NEW YORK (AP) -- When the American-born al-Qaida recruit Bryant Neal Vinas was captured in Pakistan late last year, he wasn't whisked off to a military prison or a secret CIA facility in another country to be interrogated. Instead, the itinerant terrorist landed in the hands of the FBI and was flown back to New York to face justice.
Months before President Barack Obama took office with a pledge to change U.S. counterterrorism policies, the Bush administration gave Vinas all the rights of American criminal suspects.
And he talked.
While an American citizen captured in Pakistan certainly presents a unique case, the circumstances of Vinas' treatment may point to a new emphasis in the fight against terror, one that relies more on FBI crimefighters and the civilian justice system than on CIA interrogators and military detention. ''This was by the numbers. It was a law enforcement operation and it worked,'' said a senior law enforcement official, one of several authorities who spoke on condition of anonymity because they are not authorized to publicly discuss the case.

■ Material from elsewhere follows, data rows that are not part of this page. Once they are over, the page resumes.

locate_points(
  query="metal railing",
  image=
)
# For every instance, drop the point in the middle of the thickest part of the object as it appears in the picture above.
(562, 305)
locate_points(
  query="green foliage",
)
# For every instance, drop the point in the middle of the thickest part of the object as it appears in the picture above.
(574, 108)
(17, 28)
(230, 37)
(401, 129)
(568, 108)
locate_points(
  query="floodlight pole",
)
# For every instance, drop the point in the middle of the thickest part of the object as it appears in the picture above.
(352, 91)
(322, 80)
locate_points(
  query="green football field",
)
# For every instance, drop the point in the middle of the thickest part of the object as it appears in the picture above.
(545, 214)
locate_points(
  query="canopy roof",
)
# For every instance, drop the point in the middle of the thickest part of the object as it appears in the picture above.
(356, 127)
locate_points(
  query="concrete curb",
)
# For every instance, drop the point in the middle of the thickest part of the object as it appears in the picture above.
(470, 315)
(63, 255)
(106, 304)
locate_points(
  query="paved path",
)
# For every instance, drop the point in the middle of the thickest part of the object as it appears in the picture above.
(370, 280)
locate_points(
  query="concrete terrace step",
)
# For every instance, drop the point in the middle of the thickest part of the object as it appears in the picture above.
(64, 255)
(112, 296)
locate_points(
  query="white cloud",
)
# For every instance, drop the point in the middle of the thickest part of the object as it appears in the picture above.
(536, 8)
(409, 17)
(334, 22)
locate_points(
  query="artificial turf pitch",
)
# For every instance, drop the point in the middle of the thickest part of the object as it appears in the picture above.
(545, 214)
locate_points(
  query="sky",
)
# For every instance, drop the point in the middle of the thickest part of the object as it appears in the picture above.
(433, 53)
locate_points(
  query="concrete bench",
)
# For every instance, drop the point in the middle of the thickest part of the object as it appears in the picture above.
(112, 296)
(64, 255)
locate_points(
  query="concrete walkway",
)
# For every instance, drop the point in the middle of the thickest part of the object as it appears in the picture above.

The official said Vinas provided ''an intelligence gold mine'' to U.S. officials, including possible information about a suspected militant who was killed in a Predator drone strike last November. Another law enforcement official said that under questioning, the 26-year-old Vinas gradually provided a ''treasure trove'' of information, allowing U.S. counterterrorism officials to peer deep inside the inner workings of al-Qaida.
The FBI first learned about Vinas after Pakistani police arrested him in November 2008 in Peshawar, a city teeming with Taliban militants and al-Qaida operatives along Pakistan's northwest border with Afghanistan. At first after his capture, Vinas appeared scared and dejected. When he was brought back to the United States, an official said, he ''started to turn the corner'' and trust them, little by little.
One of the first leads he gave investigators was admitting to his own role in helping al-Qaida plan an attack on U.S. soil.